Perché lo stesso tipo di parallelismo non viene fatto in altri campi come la scrittura o la cucina? Perché non si dice “Con una penna in mano sono tutti scrittori” o “Con una bella padella antiaderente sono tutti cuochi”?
Cosa c’è di diverso fra la fotografia e le altre attività?

L’esperienza di un professionista (e qui, onde evitare chiarimenti successivi, dico il bravo professionista) non è paragonabile a chi svolge un’attività per hobby o a tempo perso; e qui aggiungerebbe pure “Che mi dici della partita IVA? Le spese, le tasse, i contributi dei collaboratori?”.
Certo, ed è proprio questo il disagio che la manifestazione di Roma vuole esprimere, ovvero quello dei professionisti che lamentano una progressiva perdita di clienti a causa di un crescente numero di persone che entra nel mondo del lavoro senza farsi carico degli oneri del mestiere.

La concorrenza del lavoro in nero rispetto a chi sta alle regole… beh, non è un argomento di cui si parla solo all’interno del mondo della fotografia.
I dibattiti in merito, infatti, non si sprecano nemmeno sulla pagina Facebook dedicata alla manifestazione:

Utenti critici nei confronti delle motivazioni della manifestazione
Utenti critici nei confronti delle motivazioni della manifestazione

Si legge anche di qualcuno che si scaglia contro una ragazza che fa foto alle amiche per far pratica, accusata di rubare il lavoro ai professionisti perché non si fa pagare.
Ero rimasta che la “gavetta” si facesse gratis, proprio perché le capacità di chi è alle prime armi non giustificano (almeno, non sempre) un pagamento vero e proprio per la prestazione offerta; allo stesso tempo, si inveisce contro i “non professionisti” che, al contrario, chiedono un compenso senza garantire un risultato adeguato.
C’è molta rabbia in generale, non si capisce nemmeno bene quale sia il bersaglio.

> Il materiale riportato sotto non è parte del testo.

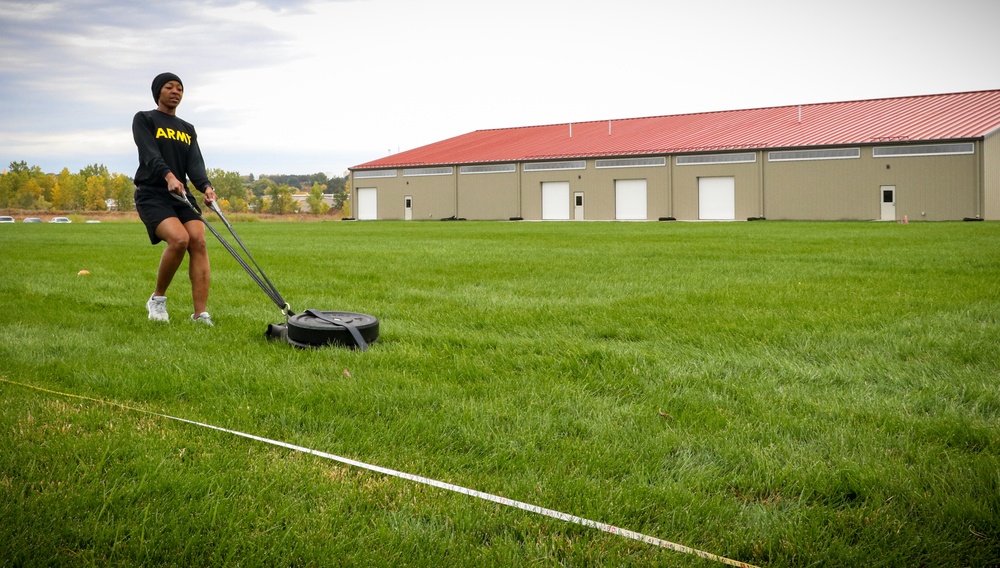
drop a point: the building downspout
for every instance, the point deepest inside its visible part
(760, 183)
(980, 179)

La frustrazione è comprensibile, ed è la stessa che ha investito il mondo del lavoro tutto.
Nel manifesto dell’iniziativa, poi, si legge:

L’elemento per cui chiediamo un cambiamento di atteggiamento è questo: poiché è relativamente semplice ottenere risultati accettabili sul piano fotografico, un numero sempre crescente e ora inaccettabilmente elevato di privati cittadini ha iniziato a ricercare attivamente clientela, proponendosi come fotografi, ma senza configurarsi in alcun modo ne’ formalmente, ne’ fiscalmente.

Si punta il dito contro l’abusivismo, e allo stesso tempo si suggerisce che lo sdoganamento della fotografia ha portato una quantità di concorrenti prima inimmaginabile.
C’è chi suggerisce che sia colpa dell’illusione che lo stesso mercato fotografico offre agli acquirenti – i commessi snocciolano il numero di megapixel delle macchine come se si trattasse dell’unico parametro da tenere in considerazione per fare delle belle foto, certo, ma, come dicevo all’inizio, il fatto di avere una bella padella antiaderente ti fa sentire un cuoco?

Se questo è il problema, allora forse manchiamo di cultura fotografica più che di qualche legge fiscale ulteriore.
Di chi è la colpa? Di chi si sopravvaluta e si propone senza avere le capacità giuste? Degli acquirenti che non hanno gusto? Dei fotografi che non accettano la concorrenza? Della crisi, che fa accettare i compromessi purché “si paghi poco”?

Mi piacerebbe che condividessi il tuo pensiero in merito: che tu sia un professionista, un amatore che guarda la situazione dall’esterno o una persona che sta muovendo i primi passi nel mondo del lavoro della fotografia, sono sicura che questo argomento ti tocchi da vicino.